The workflow builds on Accelerated ReaxFF as referenced in the introduction: reactants receive energy comparable to reaction barriers so that successful bond formation can occur when molecules approach along physically plausible paths, without requiring the manual bond activation schemes used in some earlier epoxy simulations. Experiments use EPON 828 (diglycidyl ether of bisphenol A) with three curing agents: DETDA (aromatic diamine), IPDA (cycloaliphatic diamine), and JEFFAMINE T-403 (trifunctional polyetheramine with oxypropylene repeat units). The paper’s Methods section details stoichiometries, cure schedules, and the property suite evaluated both in simulation and experiment, including density, glass transition temperature, coefficient of thermal expansion, and elastic modulus. For simulation specifics beyond the extract, the formatted article and Supporting Information should be consulted.

Findings

The abstract states that cyclic curing agents produce spatial heterogeneity resolvable after annealing, that aliphatic systems show the most pronounced strain-rate sensitivity in MD relative to aromatic systems, and that overall the accelerated cross-linking route tracks experimental thermo-mechanical trends when curing chemistry is varied. The introduction positions these outcomes as evidence that reactive MD with targeted acceleration can translate variable chemical structure into measurable bulk responses for thermosets, reducing purely empirical screening.

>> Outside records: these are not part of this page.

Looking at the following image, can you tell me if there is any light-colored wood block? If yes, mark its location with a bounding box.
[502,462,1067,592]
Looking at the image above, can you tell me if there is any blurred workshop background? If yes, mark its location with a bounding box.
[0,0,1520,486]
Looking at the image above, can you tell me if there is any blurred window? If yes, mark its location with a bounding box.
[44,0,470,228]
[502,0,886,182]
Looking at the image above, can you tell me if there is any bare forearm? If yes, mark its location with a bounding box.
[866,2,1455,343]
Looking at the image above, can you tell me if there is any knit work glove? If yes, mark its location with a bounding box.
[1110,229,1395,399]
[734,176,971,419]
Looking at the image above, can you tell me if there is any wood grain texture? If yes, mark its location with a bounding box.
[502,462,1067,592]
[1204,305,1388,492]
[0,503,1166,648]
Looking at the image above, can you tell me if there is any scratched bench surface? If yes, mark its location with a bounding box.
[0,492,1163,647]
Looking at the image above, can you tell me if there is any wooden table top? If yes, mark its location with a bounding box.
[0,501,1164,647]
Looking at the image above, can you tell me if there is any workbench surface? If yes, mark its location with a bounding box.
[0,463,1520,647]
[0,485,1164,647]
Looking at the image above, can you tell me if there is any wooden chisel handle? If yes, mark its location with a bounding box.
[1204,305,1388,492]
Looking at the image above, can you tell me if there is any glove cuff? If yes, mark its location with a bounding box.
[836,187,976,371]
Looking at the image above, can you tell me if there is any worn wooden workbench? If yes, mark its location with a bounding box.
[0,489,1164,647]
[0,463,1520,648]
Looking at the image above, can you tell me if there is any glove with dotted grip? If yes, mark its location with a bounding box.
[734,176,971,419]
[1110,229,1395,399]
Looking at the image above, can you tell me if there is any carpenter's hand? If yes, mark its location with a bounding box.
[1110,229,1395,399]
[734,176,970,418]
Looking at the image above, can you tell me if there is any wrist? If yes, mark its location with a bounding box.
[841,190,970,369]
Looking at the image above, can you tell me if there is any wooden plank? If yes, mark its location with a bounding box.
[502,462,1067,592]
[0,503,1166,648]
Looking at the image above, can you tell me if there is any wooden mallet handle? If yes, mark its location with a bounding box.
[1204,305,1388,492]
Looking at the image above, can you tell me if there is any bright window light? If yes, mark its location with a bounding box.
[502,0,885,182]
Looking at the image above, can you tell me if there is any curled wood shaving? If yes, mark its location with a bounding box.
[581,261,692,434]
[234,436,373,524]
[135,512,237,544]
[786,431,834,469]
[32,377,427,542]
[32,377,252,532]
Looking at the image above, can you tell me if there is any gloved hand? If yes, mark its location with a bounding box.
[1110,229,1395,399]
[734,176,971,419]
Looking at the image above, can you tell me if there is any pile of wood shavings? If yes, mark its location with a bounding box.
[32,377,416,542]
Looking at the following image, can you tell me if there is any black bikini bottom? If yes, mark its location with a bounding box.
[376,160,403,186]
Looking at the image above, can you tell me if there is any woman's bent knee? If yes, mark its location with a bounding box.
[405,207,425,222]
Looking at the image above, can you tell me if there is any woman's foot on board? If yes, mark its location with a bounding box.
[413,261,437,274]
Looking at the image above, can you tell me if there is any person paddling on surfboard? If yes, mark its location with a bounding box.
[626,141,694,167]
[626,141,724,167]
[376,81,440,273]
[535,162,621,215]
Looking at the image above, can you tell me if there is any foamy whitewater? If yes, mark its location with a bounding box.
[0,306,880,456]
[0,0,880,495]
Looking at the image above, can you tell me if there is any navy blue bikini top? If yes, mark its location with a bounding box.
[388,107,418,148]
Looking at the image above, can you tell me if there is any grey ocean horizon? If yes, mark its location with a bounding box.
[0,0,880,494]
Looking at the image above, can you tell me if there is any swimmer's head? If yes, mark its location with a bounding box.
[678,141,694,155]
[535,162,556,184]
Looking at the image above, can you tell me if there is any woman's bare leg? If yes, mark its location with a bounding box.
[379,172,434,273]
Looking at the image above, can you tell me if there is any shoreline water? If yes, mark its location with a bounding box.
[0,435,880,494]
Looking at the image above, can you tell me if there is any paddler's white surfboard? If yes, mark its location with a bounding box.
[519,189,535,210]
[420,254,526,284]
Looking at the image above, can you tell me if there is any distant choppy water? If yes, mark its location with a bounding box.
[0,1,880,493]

Experimentally, the article cures EPON 828 with DETDA, IPDA, and JEFFAMINE T-403 under supplier-defined formulations, then measures density, glass transition temperature, coefficient of thermal expansion, and elastic modulus for comparison to the virtually cross-linked networks. That pairing is what motivates the claim that accelerated ReaxFF cross-linking plus virtual testing captures how curing-agent class shifts bulk thermo-mechanical observables, not only local connectivity statistics.

Limitations

Proof PDFs may omit final figure quality, line numbers, and editorial corrections present in the version of record. The local extract is page-limited; numerical benchmarks and full simulation protocols should be verified against the published PDF.